Until most of the world has antibodies, it may well be that many of the freedoms that we once all took for granted, will be reserved for those who can demonstrate that they do have antibodies. So much for civil liberty and the right to choose: it is not unconditional.

This kind of thinking is a short walk for those of us who are familiar with the hepatitis B requirements for those working in clinical dentistry. However, it has set all kinds of hares running in the less-informed lay press and across social media.

Employers are already waking up to the fact that they have some difficult decisions ahead. They owe a duty of care to all staff members, customers (aka patients) and third parties. As well as to individual employees who have a right of personal autonomy and may well be vocal in expressing it.

Both sides have the law behind them. The sound you can hear in the background is a lot of law firms rubbing their hands in anticipation of many good days ahead.

Route through the woods

To paraphrase Boris, these are not the same woods that we are ‘not out of’ just yet. They are woods that we are only just entering or approaching.

It is not entirely unreasonable to assume that a much greater proportion of the younger age cohorts will have been receiving their information ‘off-grid’ through social media rather than conventional channels. Where fake news, confusion and conflicting information abounds, many fake or extreme views abound too.

It remains to be seen whether or not these groups will be rolling up their sleeves quite as readily as the groups queuing to be vaccinated thus far.

Add to that the fact that the younger age cohorts will, on average, likely, be much more active socially. They will be less well placed to maintain social distancing. You have all the ingredients for an (im)perfect storm.

Then again, the risk presented by the unprotected minority gets progressively smaller as the protected majority grows. When the high emotion of the current pandemic starts to calm (hopefully), one starts to appreciate that there are many people who, for a variety of reasons, choose to do things – or not do things – that impact on others as well as themselves.

Judgemental

Not everyone is immunised against childhood diseases. Some people are obese and choose not to address that; others choose to smoke and are not denied care for conditions caused by that fact.

In truth, most of us are judgmental and yet quite picky about the things we choose to be judgmental over.

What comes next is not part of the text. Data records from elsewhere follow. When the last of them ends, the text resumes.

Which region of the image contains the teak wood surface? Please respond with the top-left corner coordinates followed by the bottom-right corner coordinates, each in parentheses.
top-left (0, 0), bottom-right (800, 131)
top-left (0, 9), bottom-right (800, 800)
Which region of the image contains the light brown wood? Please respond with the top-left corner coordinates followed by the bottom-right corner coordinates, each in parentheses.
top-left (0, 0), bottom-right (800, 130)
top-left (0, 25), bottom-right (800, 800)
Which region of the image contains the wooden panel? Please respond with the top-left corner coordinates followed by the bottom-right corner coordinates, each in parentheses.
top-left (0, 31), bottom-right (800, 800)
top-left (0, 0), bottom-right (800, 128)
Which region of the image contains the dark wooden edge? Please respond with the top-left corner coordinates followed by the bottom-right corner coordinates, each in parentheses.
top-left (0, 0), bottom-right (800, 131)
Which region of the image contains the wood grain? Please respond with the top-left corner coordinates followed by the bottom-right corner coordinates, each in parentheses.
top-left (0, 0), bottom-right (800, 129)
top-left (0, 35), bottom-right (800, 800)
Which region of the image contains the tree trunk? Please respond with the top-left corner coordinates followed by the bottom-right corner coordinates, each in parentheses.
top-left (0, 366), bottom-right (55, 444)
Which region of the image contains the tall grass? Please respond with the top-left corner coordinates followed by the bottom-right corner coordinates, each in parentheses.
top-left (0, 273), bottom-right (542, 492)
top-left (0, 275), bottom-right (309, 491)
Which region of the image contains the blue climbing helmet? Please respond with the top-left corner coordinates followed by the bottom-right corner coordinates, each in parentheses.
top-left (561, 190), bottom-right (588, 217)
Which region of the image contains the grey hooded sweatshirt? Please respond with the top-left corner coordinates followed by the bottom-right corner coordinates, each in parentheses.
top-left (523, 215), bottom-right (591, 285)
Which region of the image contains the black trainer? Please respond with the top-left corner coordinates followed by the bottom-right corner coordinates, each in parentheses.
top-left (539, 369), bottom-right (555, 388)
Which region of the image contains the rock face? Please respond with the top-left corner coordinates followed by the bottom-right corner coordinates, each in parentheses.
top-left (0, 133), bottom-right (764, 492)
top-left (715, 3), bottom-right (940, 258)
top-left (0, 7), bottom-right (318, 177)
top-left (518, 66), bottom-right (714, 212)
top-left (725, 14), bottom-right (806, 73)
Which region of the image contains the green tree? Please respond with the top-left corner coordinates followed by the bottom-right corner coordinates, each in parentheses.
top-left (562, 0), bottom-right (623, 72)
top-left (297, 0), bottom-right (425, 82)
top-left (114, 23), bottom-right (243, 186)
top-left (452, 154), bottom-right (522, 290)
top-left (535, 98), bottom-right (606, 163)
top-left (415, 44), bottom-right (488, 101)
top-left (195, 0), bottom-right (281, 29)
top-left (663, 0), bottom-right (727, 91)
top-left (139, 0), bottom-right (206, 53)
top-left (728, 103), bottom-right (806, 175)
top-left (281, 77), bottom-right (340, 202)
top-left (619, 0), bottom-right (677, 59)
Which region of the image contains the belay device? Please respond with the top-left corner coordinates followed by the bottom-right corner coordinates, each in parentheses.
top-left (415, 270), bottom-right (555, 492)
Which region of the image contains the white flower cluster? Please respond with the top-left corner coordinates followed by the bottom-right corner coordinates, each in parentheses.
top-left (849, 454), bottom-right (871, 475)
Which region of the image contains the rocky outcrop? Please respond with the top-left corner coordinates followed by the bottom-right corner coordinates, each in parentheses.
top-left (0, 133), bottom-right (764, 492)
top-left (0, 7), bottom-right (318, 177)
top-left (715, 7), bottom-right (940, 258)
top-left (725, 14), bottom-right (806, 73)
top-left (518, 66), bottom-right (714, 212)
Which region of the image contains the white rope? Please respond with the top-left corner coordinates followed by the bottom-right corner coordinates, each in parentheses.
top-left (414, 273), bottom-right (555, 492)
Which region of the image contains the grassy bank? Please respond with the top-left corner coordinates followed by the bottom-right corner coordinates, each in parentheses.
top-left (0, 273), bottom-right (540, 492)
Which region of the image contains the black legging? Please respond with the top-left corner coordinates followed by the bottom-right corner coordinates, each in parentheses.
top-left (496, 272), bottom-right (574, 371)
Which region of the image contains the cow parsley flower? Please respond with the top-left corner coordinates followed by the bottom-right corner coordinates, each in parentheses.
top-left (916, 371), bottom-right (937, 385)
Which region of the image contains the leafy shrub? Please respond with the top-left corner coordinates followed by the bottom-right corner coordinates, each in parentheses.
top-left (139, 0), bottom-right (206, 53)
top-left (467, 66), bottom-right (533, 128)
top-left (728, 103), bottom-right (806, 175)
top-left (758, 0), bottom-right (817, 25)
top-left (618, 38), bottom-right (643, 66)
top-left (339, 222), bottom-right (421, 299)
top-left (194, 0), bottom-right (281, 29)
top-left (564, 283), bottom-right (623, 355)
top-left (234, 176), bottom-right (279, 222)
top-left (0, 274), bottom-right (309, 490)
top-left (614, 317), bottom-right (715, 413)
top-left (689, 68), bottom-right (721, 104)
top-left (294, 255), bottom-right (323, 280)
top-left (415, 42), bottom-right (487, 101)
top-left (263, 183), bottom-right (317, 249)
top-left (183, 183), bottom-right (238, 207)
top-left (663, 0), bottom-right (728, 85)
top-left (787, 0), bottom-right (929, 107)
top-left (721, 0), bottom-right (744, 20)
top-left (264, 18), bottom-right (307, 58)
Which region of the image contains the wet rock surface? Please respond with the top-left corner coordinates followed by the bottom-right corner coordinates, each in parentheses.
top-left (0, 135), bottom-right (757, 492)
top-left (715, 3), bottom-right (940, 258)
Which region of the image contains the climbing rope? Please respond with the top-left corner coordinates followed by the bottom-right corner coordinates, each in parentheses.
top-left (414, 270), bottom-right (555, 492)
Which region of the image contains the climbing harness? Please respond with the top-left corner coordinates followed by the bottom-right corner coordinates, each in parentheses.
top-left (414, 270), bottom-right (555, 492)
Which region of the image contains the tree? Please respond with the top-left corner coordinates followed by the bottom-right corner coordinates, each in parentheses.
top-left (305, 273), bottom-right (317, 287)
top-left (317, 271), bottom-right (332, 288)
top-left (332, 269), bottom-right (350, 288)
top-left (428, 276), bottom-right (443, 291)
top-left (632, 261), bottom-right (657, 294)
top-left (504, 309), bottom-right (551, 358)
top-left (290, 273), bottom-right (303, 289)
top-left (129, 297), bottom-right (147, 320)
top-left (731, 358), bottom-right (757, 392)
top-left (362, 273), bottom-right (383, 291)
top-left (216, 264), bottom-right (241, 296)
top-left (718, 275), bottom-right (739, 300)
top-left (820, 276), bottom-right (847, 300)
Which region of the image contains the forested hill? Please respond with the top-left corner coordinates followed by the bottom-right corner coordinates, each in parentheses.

I almost hesitate to use the T-word. Does an individual’s right to choose ‘trump’ any increased collateral risk created for others, or vice versa? And what if the risk to others is more perceived than real, but is still genuinely felt? Does an individual have the right to be fearful of something without proper justification, after having been misinformed or disinformed?

Even thinking about that last question makes me quite fearful myself. In today’s world I would not rule out the possibility that they do.

But having started with a (possibly misattributed) quote from Mark Twain, feng shui demands that I should end with another (genuine) one.

For him, the internet would have seemed like improbable science fiction. Although, he was notably prescient where fake news itself was concerned. He said that: ‘A lie can travel half way around the world while the truth is putting on its shoes.’